I have a bad feeling that just won't happen. EA are jealous masters and, like dragons, hoard their IPs. They could give it to another subsidiary, I suppose, but I have little faith in any of them doing good with them. I've heard that EA can still make games that are... competent, sometimes even good (with some major caveats), but they are exceedingly rare. That and, apparently, Bioware is still working on new Mass Effects and a new Dragon Age game. If a new ME project does materialize in 2029, it'll have been in development for almost fifteen years, which, in my opinion, is intolerable. And, you're right - who would even care by that point?
Still, like I said about Pokemon - they should just give them to me. Or at least Mass Effect. I have big ideas. I'd get things going in the right direction again.
"it'll have been in development for almost fifteen years"
Shit, talk about stuck culture. I remember the six years between Half-Life and Half-Life 2 feeling like an eternity. At least there we got a decent game out of it.

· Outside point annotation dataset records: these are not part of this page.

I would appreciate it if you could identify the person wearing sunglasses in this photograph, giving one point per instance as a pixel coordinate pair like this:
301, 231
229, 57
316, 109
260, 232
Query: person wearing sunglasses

Yeah EA is the Disney of game publishers. Once they own something, they never, ever let it go. But like the other big publishers (and Disney, and all zombie companies) they have a handful of still-profitable IPs they pour all their investment into, and aren't much interested in innovating. So they're on a slow downward spiral of profitability, because nothing, not even sports sims, can sustain them forever.
The tech company-pioneered strategy of letting innovation happen in "start-ups," which they then acquire and scrap for parts to feed the machine, has taken over everything. In gaming and film it's indie studios. Some indies know how to tell the monsters "no", but I understand it's difficult to resist when someone offers you more money than you ever dreamed of for the low, low price of destroying your passion. I don't know if anything I've ever made is so precious to me that I wouldn't take a couple hundred million dollars to walk away from it.